I am trying to write something that works like the Linux command wc to count words, new lines and bytes in any kind of files and i can only use the C function read. I have written this code and i am getting the correct values for newlines and bytes but i am not getting the correct value for counted words.
int bytes = 0;
int words = 0;
int newLine = 0;
char buffer[1];
int file = open(myfile,O_RDONLY);
if(file == -1){
printf("can not find :%s\n",myfile);
}
else{
char last = 'c';
while(read(file,buffer,1)==1){
bytes++;
if(buffer[0]==' ' && last!=' ' && last!='\n'){
words++;
}
else if(buffer[0]=='\n'){
newLine++;
if(last!=' ' && last!='\n'){
words++;
}
}
last = buffer[0];
}
printf("%d %d %d %s\n",newLine,words,bytes,myfile);
}
You should reverse your logic. Rather than look for a space, and increment your word count, look for a non-space to increment the word count.

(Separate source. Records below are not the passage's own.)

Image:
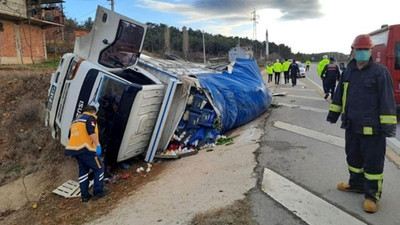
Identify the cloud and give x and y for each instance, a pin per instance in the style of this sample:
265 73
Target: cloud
201 10
224 16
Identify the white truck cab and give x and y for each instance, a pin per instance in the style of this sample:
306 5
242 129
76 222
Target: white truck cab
102 71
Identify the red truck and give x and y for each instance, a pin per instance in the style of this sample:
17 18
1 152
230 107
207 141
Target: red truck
387 52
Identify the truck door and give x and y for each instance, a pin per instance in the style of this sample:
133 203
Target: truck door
115 41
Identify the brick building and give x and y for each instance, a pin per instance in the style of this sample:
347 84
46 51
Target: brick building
22 30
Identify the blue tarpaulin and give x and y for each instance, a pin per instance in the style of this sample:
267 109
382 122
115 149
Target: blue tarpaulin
240 96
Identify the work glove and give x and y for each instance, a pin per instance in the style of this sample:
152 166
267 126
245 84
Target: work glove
98 150
388 130
332 117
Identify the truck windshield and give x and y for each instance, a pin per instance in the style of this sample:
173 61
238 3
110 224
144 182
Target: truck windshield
111 91
123 52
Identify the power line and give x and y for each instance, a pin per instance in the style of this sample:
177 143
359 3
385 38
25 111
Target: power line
255 21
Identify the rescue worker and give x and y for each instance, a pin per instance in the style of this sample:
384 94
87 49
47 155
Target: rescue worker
308 63
270 71
365 99
285 67
277 67
322 64
330 74
84 145
294 70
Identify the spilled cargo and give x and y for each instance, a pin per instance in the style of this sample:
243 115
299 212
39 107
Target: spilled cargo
149 106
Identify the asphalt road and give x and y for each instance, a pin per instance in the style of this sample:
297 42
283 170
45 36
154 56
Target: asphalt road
312 76
301 160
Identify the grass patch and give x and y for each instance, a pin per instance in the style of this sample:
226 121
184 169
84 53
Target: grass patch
49 64
16 169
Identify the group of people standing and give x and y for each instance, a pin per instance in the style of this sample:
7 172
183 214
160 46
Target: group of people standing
329 73
289 68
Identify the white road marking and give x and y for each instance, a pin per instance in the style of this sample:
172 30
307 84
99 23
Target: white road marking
330 139
309 207
298 89
303 107
306 97
311 133
315 83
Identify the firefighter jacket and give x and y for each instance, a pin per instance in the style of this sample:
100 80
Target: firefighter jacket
269 69
285 66
294 69
331 71
80 141
365 99
321 65
277 67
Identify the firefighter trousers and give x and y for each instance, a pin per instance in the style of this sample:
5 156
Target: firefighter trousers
86 162
329 84
286 76
365 159
269 77
277 77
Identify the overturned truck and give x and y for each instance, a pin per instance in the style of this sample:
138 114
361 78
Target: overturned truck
148 106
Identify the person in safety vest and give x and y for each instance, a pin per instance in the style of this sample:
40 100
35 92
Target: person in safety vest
277 67
84 145
270 71
285 67
308 63
322 64
330 74
365 99
294 70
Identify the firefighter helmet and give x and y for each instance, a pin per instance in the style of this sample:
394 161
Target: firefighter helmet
362 41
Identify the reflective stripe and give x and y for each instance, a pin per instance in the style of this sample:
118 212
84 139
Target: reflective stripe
81 181
369 176
379 191
356 170
367 130
335 108
388 119
97 162
83 177
344 96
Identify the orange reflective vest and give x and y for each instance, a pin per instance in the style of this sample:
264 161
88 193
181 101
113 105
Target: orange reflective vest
80 139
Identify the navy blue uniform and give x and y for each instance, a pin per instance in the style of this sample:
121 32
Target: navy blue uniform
86 158
330 74
365 100
293 71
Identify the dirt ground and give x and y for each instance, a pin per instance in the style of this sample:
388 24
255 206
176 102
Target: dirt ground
26 147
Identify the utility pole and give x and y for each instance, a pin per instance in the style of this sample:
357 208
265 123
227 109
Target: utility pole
112 4
254 19
204 49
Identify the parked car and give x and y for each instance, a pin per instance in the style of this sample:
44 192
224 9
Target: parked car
302 69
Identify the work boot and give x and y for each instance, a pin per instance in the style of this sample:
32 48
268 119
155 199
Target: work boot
101 194
86 199
346 188
370 206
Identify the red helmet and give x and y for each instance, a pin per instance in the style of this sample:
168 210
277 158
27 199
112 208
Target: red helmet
362 41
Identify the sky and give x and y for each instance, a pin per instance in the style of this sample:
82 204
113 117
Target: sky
307 26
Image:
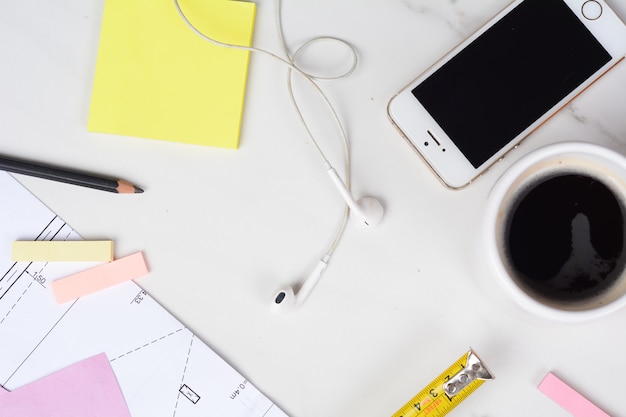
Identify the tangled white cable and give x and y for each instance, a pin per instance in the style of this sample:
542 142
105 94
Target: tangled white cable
367 211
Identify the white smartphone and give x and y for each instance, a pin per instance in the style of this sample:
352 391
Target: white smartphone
479 101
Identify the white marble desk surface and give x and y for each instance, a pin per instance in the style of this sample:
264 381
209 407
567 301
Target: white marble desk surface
223 229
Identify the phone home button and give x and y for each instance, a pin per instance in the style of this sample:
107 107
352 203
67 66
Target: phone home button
592 10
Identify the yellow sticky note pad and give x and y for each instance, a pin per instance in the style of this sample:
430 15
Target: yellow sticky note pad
157 79
63 251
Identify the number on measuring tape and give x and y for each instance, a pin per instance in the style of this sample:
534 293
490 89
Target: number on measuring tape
449 389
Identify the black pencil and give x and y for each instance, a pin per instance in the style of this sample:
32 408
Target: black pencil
69 177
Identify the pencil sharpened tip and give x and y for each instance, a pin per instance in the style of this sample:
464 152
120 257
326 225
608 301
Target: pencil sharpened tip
124 187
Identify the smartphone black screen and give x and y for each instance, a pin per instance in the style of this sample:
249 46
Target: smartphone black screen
510 76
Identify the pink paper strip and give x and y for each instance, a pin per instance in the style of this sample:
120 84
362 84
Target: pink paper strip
98 278
88 388
568 398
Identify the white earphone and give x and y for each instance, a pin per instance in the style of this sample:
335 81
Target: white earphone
286 299
367 211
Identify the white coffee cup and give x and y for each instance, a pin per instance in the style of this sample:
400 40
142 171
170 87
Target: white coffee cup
599 163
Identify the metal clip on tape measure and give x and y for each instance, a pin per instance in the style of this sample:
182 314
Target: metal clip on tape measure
449 389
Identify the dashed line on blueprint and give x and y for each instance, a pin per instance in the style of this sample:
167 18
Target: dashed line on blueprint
149 344
182 380
16 302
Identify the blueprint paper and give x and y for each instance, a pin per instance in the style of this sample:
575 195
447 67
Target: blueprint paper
162 368
87 388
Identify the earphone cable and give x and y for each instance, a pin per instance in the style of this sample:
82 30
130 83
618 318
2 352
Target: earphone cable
290 62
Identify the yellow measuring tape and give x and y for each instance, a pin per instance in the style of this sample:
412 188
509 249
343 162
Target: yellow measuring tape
449 389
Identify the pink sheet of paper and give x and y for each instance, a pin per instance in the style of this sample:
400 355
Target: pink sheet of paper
568 398
88 388
98 278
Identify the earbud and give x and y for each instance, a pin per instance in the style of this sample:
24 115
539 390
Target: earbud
368 211
286 299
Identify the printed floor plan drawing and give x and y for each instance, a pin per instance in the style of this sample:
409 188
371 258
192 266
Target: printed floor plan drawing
163 369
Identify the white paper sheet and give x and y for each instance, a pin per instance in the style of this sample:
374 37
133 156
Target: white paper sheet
162 367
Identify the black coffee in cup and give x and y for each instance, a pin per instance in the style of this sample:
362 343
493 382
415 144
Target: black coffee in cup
564 237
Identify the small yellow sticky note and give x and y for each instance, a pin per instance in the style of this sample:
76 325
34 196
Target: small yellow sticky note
155 78
63 251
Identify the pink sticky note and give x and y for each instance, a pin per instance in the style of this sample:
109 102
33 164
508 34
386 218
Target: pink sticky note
568 398
88 388
98 278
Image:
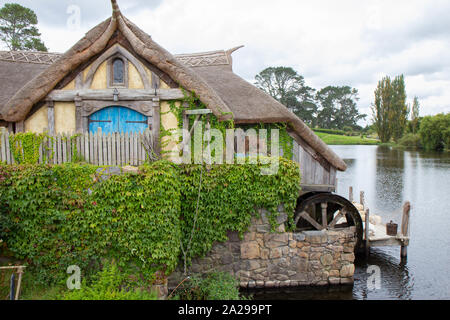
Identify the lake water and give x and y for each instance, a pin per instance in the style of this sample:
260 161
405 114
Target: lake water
389 178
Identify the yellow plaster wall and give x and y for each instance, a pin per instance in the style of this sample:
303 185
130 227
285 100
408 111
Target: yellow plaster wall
99 81
38 122
168 121
134 78
65 121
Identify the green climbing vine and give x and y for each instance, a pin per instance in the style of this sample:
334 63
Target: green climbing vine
54 216
26 147
192 102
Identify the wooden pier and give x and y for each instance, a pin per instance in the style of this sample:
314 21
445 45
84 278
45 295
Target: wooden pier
375 234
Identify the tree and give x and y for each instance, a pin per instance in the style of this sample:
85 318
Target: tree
381 109
399 111
338 108
415 114
289 88
18 28
390 111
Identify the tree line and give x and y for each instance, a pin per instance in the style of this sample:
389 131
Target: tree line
332 107
18 29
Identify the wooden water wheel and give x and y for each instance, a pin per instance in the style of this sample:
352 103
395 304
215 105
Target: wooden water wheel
326 211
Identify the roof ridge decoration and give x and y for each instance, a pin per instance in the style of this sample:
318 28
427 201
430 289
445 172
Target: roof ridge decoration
30 57
93 43
201 59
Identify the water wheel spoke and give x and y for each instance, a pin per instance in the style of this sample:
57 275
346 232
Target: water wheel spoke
305 215
338 217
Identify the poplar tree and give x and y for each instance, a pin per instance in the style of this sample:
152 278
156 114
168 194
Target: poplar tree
415 115
398 118
381 109
18 28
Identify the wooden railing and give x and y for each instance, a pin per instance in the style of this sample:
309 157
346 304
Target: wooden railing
94 148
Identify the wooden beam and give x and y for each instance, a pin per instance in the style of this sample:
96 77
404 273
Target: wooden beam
317 187
124 94
308 218
51 117
156 125
314 154
78 115
340 214
199 111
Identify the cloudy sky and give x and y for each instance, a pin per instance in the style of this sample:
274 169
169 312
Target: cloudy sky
329 42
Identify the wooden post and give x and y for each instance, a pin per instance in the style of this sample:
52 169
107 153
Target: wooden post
324 215
19 282
208 158
78 114
362 199
405 228
367 232
51 117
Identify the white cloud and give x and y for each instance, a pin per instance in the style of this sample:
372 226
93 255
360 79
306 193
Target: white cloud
329 42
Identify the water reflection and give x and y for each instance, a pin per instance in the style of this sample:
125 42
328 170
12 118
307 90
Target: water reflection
390 177
395 277
389 180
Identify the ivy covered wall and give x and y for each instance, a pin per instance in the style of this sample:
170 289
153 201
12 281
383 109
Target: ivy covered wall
56 216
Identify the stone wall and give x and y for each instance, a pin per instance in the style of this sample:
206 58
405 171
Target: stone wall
268 260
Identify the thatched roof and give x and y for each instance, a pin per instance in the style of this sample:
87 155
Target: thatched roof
210 75
93 43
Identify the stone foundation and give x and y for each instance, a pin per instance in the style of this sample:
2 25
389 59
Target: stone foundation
269 260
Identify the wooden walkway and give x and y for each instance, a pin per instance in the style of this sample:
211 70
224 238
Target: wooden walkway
376 233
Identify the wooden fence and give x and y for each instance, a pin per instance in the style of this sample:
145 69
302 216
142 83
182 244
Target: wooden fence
94 148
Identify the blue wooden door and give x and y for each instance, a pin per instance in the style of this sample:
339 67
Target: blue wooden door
117 119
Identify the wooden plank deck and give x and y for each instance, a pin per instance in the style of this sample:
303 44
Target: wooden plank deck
377 233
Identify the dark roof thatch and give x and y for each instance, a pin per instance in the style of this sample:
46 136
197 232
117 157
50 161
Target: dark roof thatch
209 75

Also, it can help to use a state variable versus looking at the last char:
int main(void)
{
const char *myfile = "test.txt";
int bytes = 0;
int words = 0;
int newLine = 0;
char buffer[1];
int file = open(myfile,O_RDONLY);
enum states { WHITESPACE, WORD };
int state = WHITESPACE;
if(file == -1){
printf("can not find :%s\n",myfile);
}
else{
char last = ' ';
while (read(file,buffer,1) ==1 )
{
bytes++;
if ( buffer[0]== ' ' || buffer[0] == '\t' )
{
state = WHITESPACE;
}
else if (buffer[0]=='\n')
{
newLine++;
state = WHITESPACE;
}
else
{
if ( state == WHITESPACE )
{
words++;
}
state = WORD;
}
last = buffer[0];
}
printf("%d %d %d %s\n",newLine,words,bytes,myfile);
}
}
It appears that wc has some logic with respect to punctuation characters not being words, that this code does not handle.